BLEAKER NEWS: Former Gov. Mike Easley revealed a new defense in the case of his son's SUV. In filings with the State Board of Elections, Easley's lawyer argued that the SUV was a campaign vehicle in 2003. Meantime, it was revealed that the Robert Bleecker's car dealership paid taxes on the car during that time.

VERN MALONE: Four-term Democratic state Sen. Vern Malone died last weekend. A school board member and county commissioner, he had played a key role in merging the Wake County and Raleigh school systems. A funeral was held Thursday, by which time jockeying had already begun to fill his seat in the state Senate.

IN OTHER NEWS: Duke men's basketball coach Mike Krzyzewski gave President Obama leadership advice, but admitted he was right about the NCAA championship. ... Former U.S. Sen. Elizabeth Dole will join her husband Bob for a speech in Kansas. ... U.S. Sen. Kay Hagan's husband, meantime, is suing the Piedmont Triad Regional Water Authority. ... Forget about offshore drilling. The new talk in energy circles is offshore wind farms, and North Carolina could see some under new federal rules.

Doles to speak in Kansas

Former U.S. Sen. Elizabeth Dole and her husband Bob will speak in Kansas.

The two former senators will give a rare joint interview on May 3 as part of an annual lecture at the University of Kansas.

"These two individuals have had independently extraordinary careers dedicated to public service," said Bill Lacy, director of the university's Dole Institute of Politics in a statement. "Yet together, the Doles’ successes are even more remarkable."
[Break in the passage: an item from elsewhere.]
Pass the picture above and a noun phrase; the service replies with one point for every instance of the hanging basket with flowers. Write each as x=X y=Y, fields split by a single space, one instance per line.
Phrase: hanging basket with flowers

The title of the lecture is "Unlimited Partners," also the name of a book written by the two during Bob's presidential run in 1996.

Bob Dole has given one of the lectures before, but the institute has been trying to get both of them to appear together. The lecture series commemorate his recovery from wounds suffered in World War II.

The event is free and open to the public.